•Says joint effort needed to pull Nigeria from the brink
•Urges donor agencies to review strategy
Bishop of the Catholic Diocese of Sokoto, Bishop Matthew Hassan Kukah, has written to the United States House of Representatives Foreign Affairs Committee on Religious Freedom and alleged the persecution of Christians in Nigeria based on their faith and not crimes.
Kukah said the faith-based harassment of Christians posed one of the greatest threats to the country’s existence and common humanity. He said the challenge of rebuilding the country and moving it away from the brink required the collective effort of all Nigerians.
The Catholic priest has come under threat and verbal attack from Muslims and other non-Christians lately for his views on the state of the nation.
In the statement to the US House Committee, Kukah urged International Aid Organisations to reset the templates of their engagements with countries in conflict. He stated that Nigeria currently needed support for education, orphans, widows, and other victims of violence.
Speaking to the conscience of Muslims, Kukah said good Muslims must rise in defence of their religion by reversing the rising perception of Islam as inhuman.
He said Nigeria had remained volatile since independence, stressing that with over 500 languages, the country is one of the most perplexing works of Creation.
Kukah accused President Muhammadu Buhari of running a nepotic administration, saying, “The challenge of rebuilding our country, moving it away from the brink requires collective efforts on our part. However, the policy choices of this government have reversed the gains we made in the area of peaceful coexistence and dialogue. We cannot give up. We must renew our commitment to creating a just society.”
Kukah alleged the stifling of religious freedoms under the Buhari government. He said the experience of the Christian community in Nigeria had been that of a tragic culture of persecution and death, recounting an incident in January last year, when four Seminarians were kidnapped inside the Good Shepherd Major Seminary, Kaduna.

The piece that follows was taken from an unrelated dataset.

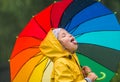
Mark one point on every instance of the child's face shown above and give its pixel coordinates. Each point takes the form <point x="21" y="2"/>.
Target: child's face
<point x="67" y="40"/>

According to Kukah, “After prolonged negotiations and the payment of ransom, three of them were released while one, Michael Nnadi, from the Diocese of Sokoto, was brutally murdered.
“There have been dastardly actions directed at Christians, because of their faith. We have cases of Pastoral agents, such as Priests and Nuns, who have been kidnapped, released after the payment of ransom or brutally murdered. Churches, medical facilities, presbyteries have been razed to the ground with no provocations from the communities.”
He urged the international community to rise in defence of the freedom of Christians everywhere in the world to live and practise their faith without persecution.
The priest lamented the inability of the government to harness and maximise the rich diversity of the country for national progress.
He said, “With over 500 tongues, Nigeria remains one of the most enigmatic pieces of God’s real estate on earth. Running, stumbling but never fatally falling, except for a brief civil war. She is home to one out of five black people on earth.
“Highly resourced, but endemically corrupt, a combination of serious governance missteps, series of military coups, years of maladministration, a culture of violence have seriously slowed down what should have been one of the greatest nations on earth. It has left its people vulnerable to poverty, disease, violence and death.”
Kukah further told the public hearing that the most critical needs of many Nigerian victims of violence were education for orphans as well as support for widows and other victims of violence. He said bringing succour to these suffering citizens required not only huge financing but also a better approach to meeting such needs.
“My appeal, therefore, is that Aid Agencies consider more practical ways of engaging Church structures to alleviate the sufferings of the victims of persecution by way of granting scholarships to vulnerable children,” Kukah stated.